How does the premium in this plan work?
In an endowment policy, the premium that you pay towards it is used for two purposes. The first is an investment. Based on the fund you select, investment is made in a particular number of units. The money required for this investment is taken from the premium. Similarly, the life cover provided to your dependents is covered by the premium paid towards the policy. If the compensation is not paid, you and your family will be deprived of these benefits after a certain period.
What factors decide the premium?
The following are the factors that decide the premium of an endowment policy:
1. Lifestyle of the insured
One of the factors that insurers generally scrutinize when a person is looking to buy a policy is their lifestyle. The type of job you do, the risks involved in it, whether you drink or smoke, and whether you exercise are some indicators of your lifestyle. Believe it or not, lifestyle greatly affects how much you will have to pay for the procedure.
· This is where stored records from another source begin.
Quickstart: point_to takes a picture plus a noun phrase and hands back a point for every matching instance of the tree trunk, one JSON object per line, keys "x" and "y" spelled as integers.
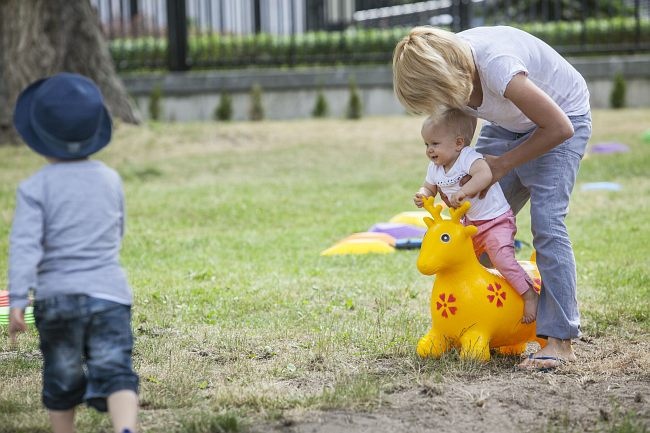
{"x": 39, "y": 38}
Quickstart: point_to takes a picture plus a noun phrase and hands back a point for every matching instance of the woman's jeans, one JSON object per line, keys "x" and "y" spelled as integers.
{"x": 547, "y": 182}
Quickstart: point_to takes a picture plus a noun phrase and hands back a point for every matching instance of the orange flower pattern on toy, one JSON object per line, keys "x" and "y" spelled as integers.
{"x": 496, "y": 294}
{"x": 443, "y": 305}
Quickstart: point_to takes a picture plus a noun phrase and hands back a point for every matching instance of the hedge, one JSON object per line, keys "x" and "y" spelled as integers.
{"x": 356, "y": 46}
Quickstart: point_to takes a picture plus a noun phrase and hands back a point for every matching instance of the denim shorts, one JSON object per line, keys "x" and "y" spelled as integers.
{"x": 86, "y": 344}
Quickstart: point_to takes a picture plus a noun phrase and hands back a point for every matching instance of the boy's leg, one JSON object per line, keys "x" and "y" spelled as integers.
{"x": 550, "y": 180}
{"x": 62, "y": 420}
{"x": 499, "y": 242}
{"x": 112, "y": 383}
{"x": 60, "y": 322}
{"x": 123, "y": 409}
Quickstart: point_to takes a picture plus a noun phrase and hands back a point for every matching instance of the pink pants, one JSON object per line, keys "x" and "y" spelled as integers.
{"x": 496, "y": 237}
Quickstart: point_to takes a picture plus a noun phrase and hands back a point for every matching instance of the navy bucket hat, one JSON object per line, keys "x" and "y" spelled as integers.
{"x": 63, "y": 117}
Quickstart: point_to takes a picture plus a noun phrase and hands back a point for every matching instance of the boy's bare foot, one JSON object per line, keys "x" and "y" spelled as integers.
{"x": 530, "y": 306}
{"x": 556, "y": 353}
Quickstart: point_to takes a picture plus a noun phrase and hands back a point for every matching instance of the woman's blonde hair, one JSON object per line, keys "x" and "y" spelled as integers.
{"x": 457, "y": 122}
{"x": 432, "y": 68}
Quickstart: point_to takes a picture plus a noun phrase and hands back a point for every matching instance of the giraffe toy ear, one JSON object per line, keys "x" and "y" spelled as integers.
{"x": 471, "y": 231}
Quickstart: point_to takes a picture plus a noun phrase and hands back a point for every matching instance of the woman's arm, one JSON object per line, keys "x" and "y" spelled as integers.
{"x": 553, "y": 126}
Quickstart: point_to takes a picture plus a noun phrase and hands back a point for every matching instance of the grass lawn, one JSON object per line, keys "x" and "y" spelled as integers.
{"x": 239, "y": 320}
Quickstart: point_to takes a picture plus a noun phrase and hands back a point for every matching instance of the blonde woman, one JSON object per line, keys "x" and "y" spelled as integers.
{"x": 538, "y": 123}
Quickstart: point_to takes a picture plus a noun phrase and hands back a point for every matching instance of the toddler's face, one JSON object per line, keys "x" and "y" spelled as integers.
{"x": 442, "y": 144}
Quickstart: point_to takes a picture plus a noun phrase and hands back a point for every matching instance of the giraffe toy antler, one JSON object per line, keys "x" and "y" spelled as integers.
{"x": 458, "y": 213}
{"x": 435, "y": 211}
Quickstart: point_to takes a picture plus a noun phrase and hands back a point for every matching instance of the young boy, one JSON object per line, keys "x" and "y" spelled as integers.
{"x": 64, "y": 245}
{"x": 451, "y": 159}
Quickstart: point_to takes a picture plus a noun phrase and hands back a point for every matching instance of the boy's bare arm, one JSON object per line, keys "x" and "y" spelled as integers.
{"x": 426, "y": 190}
{"x": 481, "y": 178}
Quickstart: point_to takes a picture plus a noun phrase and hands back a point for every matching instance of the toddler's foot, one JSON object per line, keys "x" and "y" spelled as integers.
{"x": 530, "y": 306}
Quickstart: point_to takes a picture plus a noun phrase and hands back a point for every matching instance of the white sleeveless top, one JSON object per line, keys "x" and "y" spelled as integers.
{"x": 493, "y": 205}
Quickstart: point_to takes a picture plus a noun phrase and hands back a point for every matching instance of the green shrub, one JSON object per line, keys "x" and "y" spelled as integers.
{"x": 256, "y": 110}
{"x": 355, "y": 110}
{"x": 155, "y": 99}
{"x": 223, "y": 111}
{"x": 617, "y": 96}
{"x": 320, "y": 108}
{"x": 360, "y": 45}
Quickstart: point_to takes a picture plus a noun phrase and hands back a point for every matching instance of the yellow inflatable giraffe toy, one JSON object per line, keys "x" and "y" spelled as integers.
{"x": 472, "y": 308}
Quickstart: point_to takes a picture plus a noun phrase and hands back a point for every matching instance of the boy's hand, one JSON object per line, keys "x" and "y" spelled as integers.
{"x": 458, "y": 198}
{"x": 418, "y": 199}
{"x": 16, "y": 323}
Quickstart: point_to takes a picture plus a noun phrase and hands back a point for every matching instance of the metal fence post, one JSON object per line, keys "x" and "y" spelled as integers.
{"x": 176, "y": 35}
{"x": 461, "y": 15}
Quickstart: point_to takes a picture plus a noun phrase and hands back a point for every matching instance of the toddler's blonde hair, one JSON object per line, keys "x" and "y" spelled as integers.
{"x": 432, "y": 68}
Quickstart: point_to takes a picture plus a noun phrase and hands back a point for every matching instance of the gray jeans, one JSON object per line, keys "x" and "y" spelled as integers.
{"x": 547, "y": 182}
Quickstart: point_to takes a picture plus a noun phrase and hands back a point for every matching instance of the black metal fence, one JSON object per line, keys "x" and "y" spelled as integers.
{"x": 184, "y": 34}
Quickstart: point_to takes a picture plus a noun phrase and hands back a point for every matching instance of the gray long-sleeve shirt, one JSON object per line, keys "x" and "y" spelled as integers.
{"x": 66, "y": 234}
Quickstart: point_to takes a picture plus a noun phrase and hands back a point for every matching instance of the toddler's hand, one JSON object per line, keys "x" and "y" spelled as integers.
{"x": 16, "y": 323}
{"x": 458, "y": 198}
{"x": 418, "y": 199}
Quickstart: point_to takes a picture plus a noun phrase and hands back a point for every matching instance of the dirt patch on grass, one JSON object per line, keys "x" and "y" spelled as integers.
{"x": 608, "y": 389}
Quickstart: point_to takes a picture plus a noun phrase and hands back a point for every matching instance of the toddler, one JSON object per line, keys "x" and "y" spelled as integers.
{"x": 451, "y": 159}
{"x": 64, "y": 245}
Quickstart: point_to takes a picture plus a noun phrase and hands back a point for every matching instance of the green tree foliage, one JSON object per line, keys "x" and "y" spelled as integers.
{"x": 617, "y": 96}
{"x": 155, "y": 100}
{"x": 256, "y": 109}
{"x": 223, "y": 111}
{"x": 355, "y": 110}
{"x": 321, "y": 108}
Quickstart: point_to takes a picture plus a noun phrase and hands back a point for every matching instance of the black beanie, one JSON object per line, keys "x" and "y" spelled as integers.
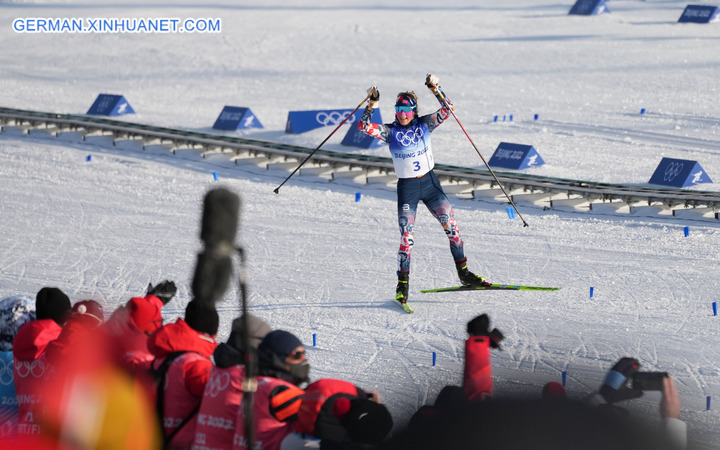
{"x": 202, "y": 318}
{"x": 257, "y": 330}
{"x": 280, "y": 343}
{"x": 52, "y": 303}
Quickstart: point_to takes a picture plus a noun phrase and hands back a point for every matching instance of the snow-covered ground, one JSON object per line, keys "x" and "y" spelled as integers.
{"x": 322, "y": 264}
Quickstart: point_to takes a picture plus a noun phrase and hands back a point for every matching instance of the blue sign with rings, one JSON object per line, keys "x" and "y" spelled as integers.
{"x": 236, "y": 118}
{"x": 679, "y": 173}
{"x": 302, "y": 121}
{"x": 700, "y": 14}
{"x": 589, "y": 7}
{"x": 110, "y": 105}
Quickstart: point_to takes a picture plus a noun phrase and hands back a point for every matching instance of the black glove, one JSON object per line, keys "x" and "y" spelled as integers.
{"x": 374, "y": 94}
{"x": 165, "y": 291}
{"x": 480, "y": 326}
{"x": 431, "y": 81}
{"x": 615, "y": 387}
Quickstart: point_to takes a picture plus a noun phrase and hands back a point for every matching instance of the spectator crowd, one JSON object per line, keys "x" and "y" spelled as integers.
{"x": 74, "y": 379}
For example, if you opt for a policy of 15 years but happen to be a heavy smoker, the insurer might consider this a risk factor. In such situations, the insurer could charge you a higher premium than a non-smoker.
2. Sex of the policyholder
A factor that many people tend to overlook related to premiums is the sex of the policyholder. Men and women have different lifestyles, which impact the longevity of their life. As per studies done by various experts, it is said that women tend to live five times longer compared to men. Factors such as their occupation and lifestyle help in enhancing their longevity. So, if the policy is in a woman’s name, the insurer might charge her less. On the other hand, the insurer could charge a male policyholder more.
3. Sum assured of the policy
When you purchase this life insurance policy, your main objective would be to receive a large sum assured amount. Depending on your life goals, you will opt for a policy that offers a good amount of assured sum. However, a higher sum assured means a higher premium. For example, the tip of a policy with a sum assured of ₹50 lakhs would be lower than that of a sum assured of ₹ two crores.
This is the role that premium plays in this policy. When using the life insurance calculator before purchasing the policy, consider the factors that could impact your premium.